Organisé à partir d'un fichier électoral biométrique, le scrutin n'avait pas connu au cours de la journée de vote de couac technique majeur. La principale difficulté pour certains habitants était de trouver leur bureau de vote. « Je cherche depuis deux heures mais on me renvoie d'un endroit à l'autre », s'impatientait ainsi, Mamadou Moussa Sow, carte d'électeur en main, dans un bureau de vote du quartier populaire 6è, ajoutant : « depuis ce matin, beaucoup de gens ont eu le même problème ».

A quelques mètres, Amadou, un instituteur du quartier, voulait bien croire à un problème d'organisation, mais ne pouvait s'empêcher de tiquer alors que l'opposition est traditionnellement forte dans ce quartier. Lui est un militant du candidat Ibrahima Moctar Sarr, porte-voix de la communauté négro-africaine. « Ce n'est pas que je n'aime pas le président, dit-il, mais il n'a rien fait pour nous. Nous sommes toujours aussi pauvres. La Mauritanie a beaucoup de richesses mais elles ne sont pas partagées ».

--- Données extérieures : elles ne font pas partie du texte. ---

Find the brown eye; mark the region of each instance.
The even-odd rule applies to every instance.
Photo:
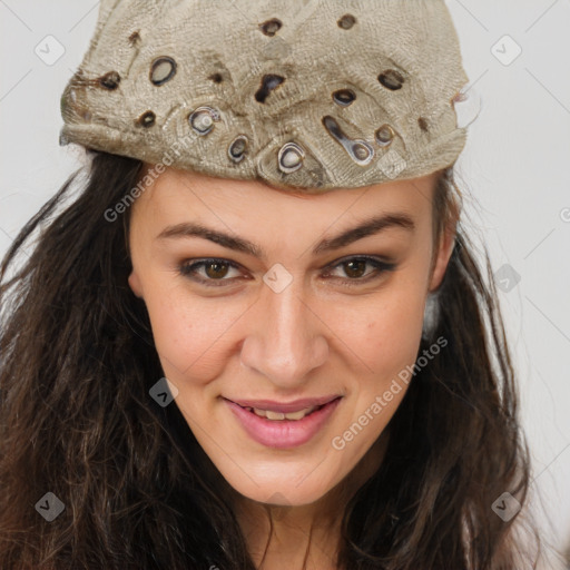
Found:
[[[227,275],[229,265],[227,263],[208,262],[204,267],[208,277],[218,279],[219,277],[225,277]]]
[[[194,263],[185,262],[178,267],[180,275],[206,286],[222,286],[242,277],[242,275],[227,277],[232,269],[239,273],[236,264],[227,259],[216,258],[202,259]]]
[[[366,261],[357,259],[353,262],[345,262],[343,264],[344,271],[348,277],[362,277],[366,272]]]
[[[366,273],[366,266],[371,266],[372,271]],[[332,266],[331,269],[326,272],[326,277],[344,281],[346,285],[358,285],[367,283],[368,281],[379,279],[386,272],[392,272],[395,268],[395,263],[383,262],[375,257],[351,257]],[[337,274],[333,275],[335,272]]]

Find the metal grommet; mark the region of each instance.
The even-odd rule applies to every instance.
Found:
[[[381,147],[389,147],[394,140],[394,129],[390,125],[382,125],[374,134],[374,138]]]
[[[155,122],[156,115],[153,111],[146,111],[137,119],[137,124],[145,128],[151,127]]]
[[[200,136],[207,135],[214,128],[214,121],[219,120],[219,111],[212,107],[198,107],[189,115],[191,128]]]
[[[370,148],[363,142],[354,142],[352,146],[352,153],[356,160],[362,164],[368,164],[372,160],[373,154]]]
[[[303,166],[305,151],[296,142],[283,145],[277,156],[279,170],[285,174],[295,173]]]
[[[245,135],[239,135],[236,137],[229,148],[227,149],[227,154],[229,158],[234,163],[240,163],[245,158],[245,151],[247,149],[247,137]]]
[[[117,71],[109,71],[99,78],[99,83],[105,87],[105,89],[109,89],[109,91],[114,91],[119,87],[120,76]]]
[[[175,75],[176,61],[167,56],[156,58],[150,66],[150,81],[156,86],[170,81]]]
[[[391,91],[402,89],[402,86],[405,83],[405,79],[402,73],[395,69],[386,69],[386,71],[380,73],[379,81]]]
[[[350,30],[356,23],[356,18],[350,13],[345,13],[336,23],[338,28]]]
[[[263,22],[259,24],[259,29],[262,30],[265,36],[269,36],[273,38],[283,26],[282,21],[277,18],[272,18],[271,20],[267,20],[266,22]]]
[[[356,99],[356,94],[352,89],[338,89],[333,94],[334,102],[338,104],[341,107],[348,107]]]

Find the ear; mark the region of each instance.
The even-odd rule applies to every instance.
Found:
[[[440,238],[436,257],[432,264],[430,293],[435,291],[441,285],[443,276],[445,275],[445,269],[448,268],[451,254],[453,253],[453,248],[455,246],[455,222],[450,222],[445,226],[445,230]]]
[[[132,291],[132,293],[135,293],[135,295],[137,297],[142,298],[142,287],[140,285],[140,278],[138,276],[138,273],[135,269],[132,269],[130,272],[128,282],[129,282],[129,287]]]

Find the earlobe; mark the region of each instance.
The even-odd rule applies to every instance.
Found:
[[[140,286],[140,279],[138,277],[138,274],[135,272],[135,269],[132,269],[130,272],[128,282],[129,282],[129,286],[130,286],[130,289],[132,291],[132,293],[137,297],[142,298],[142,287]]]

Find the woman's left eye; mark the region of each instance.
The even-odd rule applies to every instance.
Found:
[[[373,271],[366,272],[366,266],[372,266]],[[326,278],[341,279],[347,285],[357,285],[377,278],[385,272],[394,271],[395,267],[394,263],[383,262],[376,257],[355,256],[328,266],[324,275]],[[236,271],[238,275],[228,277],[232,269]],[[333,272],[337,269],[341,269],[346,277],[333,275]],[[194,263],[186,262],[178,267],[178,272],[180,275],[207,286],[220,286],[240,276],[238,265],[220,258],[200,259]]]

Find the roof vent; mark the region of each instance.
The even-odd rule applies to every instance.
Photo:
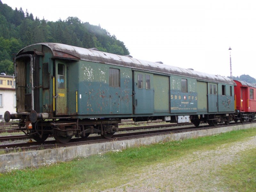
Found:
[[[95,47],[93,47],[93,48],[90,48],[90,49],[90,49],[91,50],[94,50],[94,51],[99,51],[99,49],[98,49],[97,48],[95,48]]]

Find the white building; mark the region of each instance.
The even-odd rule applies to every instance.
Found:
[[[0,120],[4,119],[6,111],[16,113],[15,84],[12,76],[0,75]]]

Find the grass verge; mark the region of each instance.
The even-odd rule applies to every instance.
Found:
[[[146,166],[256,135],[256,128],[113,151],[37,169],[0,174],[0,191],[100,191],[136,179]],[[254,175],[255,176],[255,175]]]

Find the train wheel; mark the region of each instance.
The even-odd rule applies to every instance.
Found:
[[[43,142],[48,138],[49,134],[48,133],[44,133],[43,134],[42,138],[40,138],[39,135],[37,134],[34,134],[32,137],[34,140],[38,142]]]
[[[211,121],[211,125],[214,127],[216,127],[217,126],[218,123],[216,122],[215,120],[212,120]]]
[[[224,123],[225,124],[225,125],[229,125],[229,119],[228,119],[228,120],[226,121],[225,121]]]
[[[112,136],[113,136],[113,135],[114,134],[114,133],[107,133],[106,134],[103,134],[103,135],[101,134],[101,137],[102,138],[104,138],[105,139],[110,139],[111,137],[112,137]]]
[[[71,139],[71,138],[72,137],[66,137],[60,135],[59,136],[54,135],[53,137],[54,137],[55,140],[56,140],[57,142],[61,143],[67,143]]]
[[[84,136],[83,135],[81,135],[81,137],[82,137],[82,138],[86,138],[86,137],[88,137],[88,136],[90,135],[90,133],[85,133],[85,136],[84,136]]]
[[[200,124],[200,121],[198,119],[194,119],[194,122],[193,122],[194,124],[194,125],[197,127],[199,126],[199,125]]]

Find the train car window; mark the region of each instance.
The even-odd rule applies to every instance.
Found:
[[[224,85],[222,85],[222,95],[226,95],[226,86]]]
[[[65,88],[64,74],[64,65],[58,63],[58,88]]]
[[[243,89],[241,88],[241,99],[243,99]]]
[[[188,80],[181,79],[181,92],[188,92]]]
[[[252,89],[250,89],[250,99],[253,99],[253,90]]]
[[[212,94],[212,85],[210,84],[210,94]]]
[[[143,80],[142,80],[142,74],[138,74],[138,88],[143,88]]]
[[[120,86],[120,71],[118,69],[109,68],[109,86]]]
[[[44,63],[43,65],[43,88],[49,88],[49,64]]]
[[[146,75],[146,89],[150,89],[150,76]]]
[[[213,95],[216,94],[216,85],[213,85]]]

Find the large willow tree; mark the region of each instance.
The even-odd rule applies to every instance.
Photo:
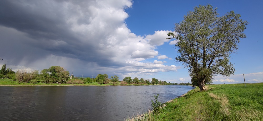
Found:
[[[240,14],[231,11],[218,17],[210,5],[194,8],[175,24],[175,31],[168,35],[178,40],[175,46],[179,55],[175,61],[189,69],[190,75],[198,80],[201,91],[205,90],[206,79],[219,75],[229,76],[235,71],[229,61],[230,54],[238,49],[240,38],[248,23]]]

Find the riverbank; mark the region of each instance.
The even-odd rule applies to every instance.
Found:
[[[158,114],[150,112],[128,120],[263,120],[263,83],[197,87],[166,103]]]

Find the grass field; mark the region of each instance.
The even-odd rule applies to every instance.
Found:
[[[26,83],[20,82],[18,81],[13,81],[11,79],[7,78],[0,78],[0,85],[48,85],[48,86],[71,86],[71,85],[83,85],[83,86],[106,86],[112,85],[145,85],[136,84],[132,85],[128,84],[124,85],[121,85],[119,82],[116,82],[114,84],[112,82],[110,82],[108,84],[99,84],[96,82],[91,82],[90,83],[87,83],[85,84],[58,84],[58,83],[41,83],[41,81],[37,82],[36,83]]]
[[[162,108],[130,120],[263,120],[263,83],[211,85],[197,87]]]

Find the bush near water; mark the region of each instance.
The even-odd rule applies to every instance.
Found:
[[[263,120],[263,83],[208,85],[160,109],[128,119],[136,121]]]

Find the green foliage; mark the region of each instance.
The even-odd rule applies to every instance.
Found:
[[[145,82],[146,82],[146,83],[149,85],[151,84],[151,82],[149,81],[149,80],[145,80]]]
[[[198,79],[196,77],[193,77],[191,79],[191,82],[194,86],[199,86]],[[205,81],[205,83],[206,85],[210,85],[213,82],[213,81],[210,78],[207,77]]]
[[[119,81],[119,77],[118,77],[117,75],[114,75],[114,76],[112,76],[111,77],[110,77],[110,79],[111,79],[111,81],[113,82],[117,82]]]
[[[135,77],[134,77],[134,78],[133,79],[133,81],[138,84],[139,83],[139,82],[140,82],[140,80],[139,80],[139,78]]]
[[[2,66],[2,68],[1,69],[1,70],[0,71],[0,74],[2,74],[3,75],[5,75],[7,73],[6,67],[6,65],[5,64],[4,64],[3,65],[3,66]]]
[[[161,107],[163,105],[164,103],[160,102],[158,100],[158,96],[159,94],[157,94],[155,96],[154,95],[153,96],[154,96],[154,100],[155,101],[155,102],[153,100],[151,100],[151,107],[153,110],[153,114],[155,114],[159,113]]]
[[[0,74],[0,78],[4,78],[4,75],[3,74]]]
[[[107,74],[102,75],[99,74],[98,74],[95,78],[95,81],[99,84],[107,84],[109,82],[109,80],[108,78],[108,75]]]
[[[246,86],[206,85],[208,90],[202,92],[197,88],[166,103],[159,113],[128,120],[262,120],[263,83]]]
[[[175,46],[179,55],[176,62],[190,69],[191,77],[198,79],[201,91],[205,89],[207,77],[234,74],[229,55],[237,50],[240,38],[246,37],[243,32],[248,23],[240,19],[240,14],[231,11],[218,15],[211,5],[199,5],[175,24],[178,34],[167,34],[178,41]]]
[[[97,83],[98,84],[100,85],[103,84],[103,80],[101,79],[99,79],[97,81]]]
[[[131,83],[132,81],[132,78],[130,77],[129,76],[128,77],[125,77],[123,79],[123,81],[127,82],[128,83],[130,84]]]
[[[141,78],[141,79],[140,79],[140,82],[143,83],[145,83],[144,79],[143,78]]]
[[[153,85],[158,84],[159,84],[159,80],[154,78],[153,78],[151,79],[151,83]]]
[[[65,83],[68,80],[69,72],[63,67],[59,66],[52,66],[47,70],[49,73],[51,73],[50,79],[54,83]]]
[[[89,83],[92,81],[92,80],[90,78],[88,77],[86,78],[86,79],[85,80],[85,81],[84,82],[85,83]]]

DÉFIANCE VIS-À-VIS DE LA CLASSE POLITIQUE

Le pays, riche en minerais, notamment en fer et en or, a profité de l'extraordinaire montée des cours des matières premières de ces dernières années, affichant un taux de croissance de 6 %, sans que la population n'ait l'impression d'en voir la couleur. « Aziz ? S'il a fait des bonnes choses, elles ne nous ont pas touchés », explique, amer, Amadou Demba, un habitant du quartier, venu trouver un peu de fraîcheur dans la maison familiale. Cet homme de 50 ans, sans emploi, a décidé de ne pas voter. Il n'a pas pour autant suivi le mot d'ordre de boycottage : « Pour quoi faire ? Dans ce pays, il n'y a pas de vrais partis d'opposition ».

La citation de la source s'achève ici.